Last week, New York State became the first state to pass right to repair legislation. The bill was the culmination of years of consumer frustration with repair monopolies, obnoxious DRM, shrinking repair access, high repair costs, and impossible to find tools, parts, and documentation. While the bill only covered some consumer electronics, activists hope it expands to additional sectors (auto, medical).
More quietly, Colorado also passed a narrow right to repair law more specifically targeting electric wheelchairs (hat tip to Cory Doctorow). Like so many sectors, electric wheelchair manufacturers have slowly carved out a monopoly over wheelchair sales and repair, making repairs expensive and difficult (by design). The problems were recently documented in a report by US PIRG:
Americans who rely on wheelchairs can be left stranded in a multi-billion-dollar market for Complex Rehabilitation Technology (CRT) like power wheelchairs-part of a $50 billion Durable Medical Equipment (DME) industry that is increasingly dominated by a handful of large, national suppliers.
Unlike traditional consumer electronics customers, America's 3 million electric wheelchair users can find themselves stuck in bed for months when they run face-first into repair monopolies. But, like most other U.S. business sectors, the real underlying culprit is corruption, consolidation, and greed:
The multibillion-dollar power-wheelchair market is dominated by two national suppliers, Numotion and National Seating and Mobility. Both are owned by private equity firms that seek to increase profits and cut spending. One way they do that is by limiting what they spend on technicians and repairs, which, when combined with insurance and regulatory obstacles, frustrates wheelchair users seeking timely fixes.

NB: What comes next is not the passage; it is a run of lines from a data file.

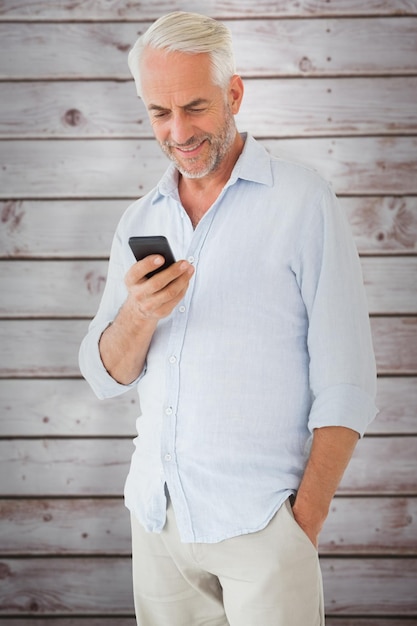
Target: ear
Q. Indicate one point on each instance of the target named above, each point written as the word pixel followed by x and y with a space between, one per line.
pixel 236 90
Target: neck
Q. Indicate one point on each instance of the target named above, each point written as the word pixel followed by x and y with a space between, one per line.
pixel 199 194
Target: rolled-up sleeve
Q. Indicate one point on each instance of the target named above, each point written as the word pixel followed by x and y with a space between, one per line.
pixel 342 362
pixel 91 365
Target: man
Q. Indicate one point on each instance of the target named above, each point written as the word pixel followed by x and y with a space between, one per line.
pixel 252 354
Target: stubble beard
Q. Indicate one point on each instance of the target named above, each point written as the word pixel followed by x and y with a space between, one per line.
pixel 219 146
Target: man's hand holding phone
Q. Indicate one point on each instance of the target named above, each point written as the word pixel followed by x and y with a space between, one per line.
pixel 156 284
pixel 155 292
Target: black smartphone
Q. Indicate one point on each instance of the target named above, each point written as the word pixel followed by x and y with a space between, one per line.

This consolidation means less competition, so not only are chairs harder to fix, the quality is lower making them break more often. The Medicare competitive bidding process also favors these industry giants, which are capable of reaching economies of scale to win such bids by sacrificing quality and customer service. The end result is a big mess that's easy to ignore if it doesn't directly hurt you or somebody you love.
That's why 93% of respondents to the PIRG survey reported broken chairs in the previous year.
The duopoly - product of FTC-approved anticompetitive mergers - won't invest in repair, so 62% of repairs take 4+ weeks, and *40% take 7+ weeks*. 16/
- Cory Doctorow (@doctorow) June 8, 2022
As with other right to repair target industries (farm equipment, medical equipment, consumer hardware, smartphones), the DMCA criminalizes folks hoping to do it themselves, and the companies involved go out of their way to restrict access to necessary parts, tools, and documentation to authorized vendors" (usually some extension of the dominant companies).
Colorado's new law, which, again, won't get much attention in the NFT Elon Musk brain fart era of U.S. tech coverage, requires these manufacturers to supply parts, manuals, and unlock codes to electric wheelchair owners and independent technicians. This, in turn, will help free these wheelchair users from what Doctorow calls the endless bureaucratic nightmares" they're forced to inhabit.
While it's been a grim era for consumer rights overall, the right to repair movement's jump from niche nerd fare to the mainstream has been a breath of fresh air. And while the first round of laws are highly restrictive in terms of what's actually covered, most of these solutions tap into such deep longstanding frustration among consumers, they're seeing broad bipartisan support that's only going to grow.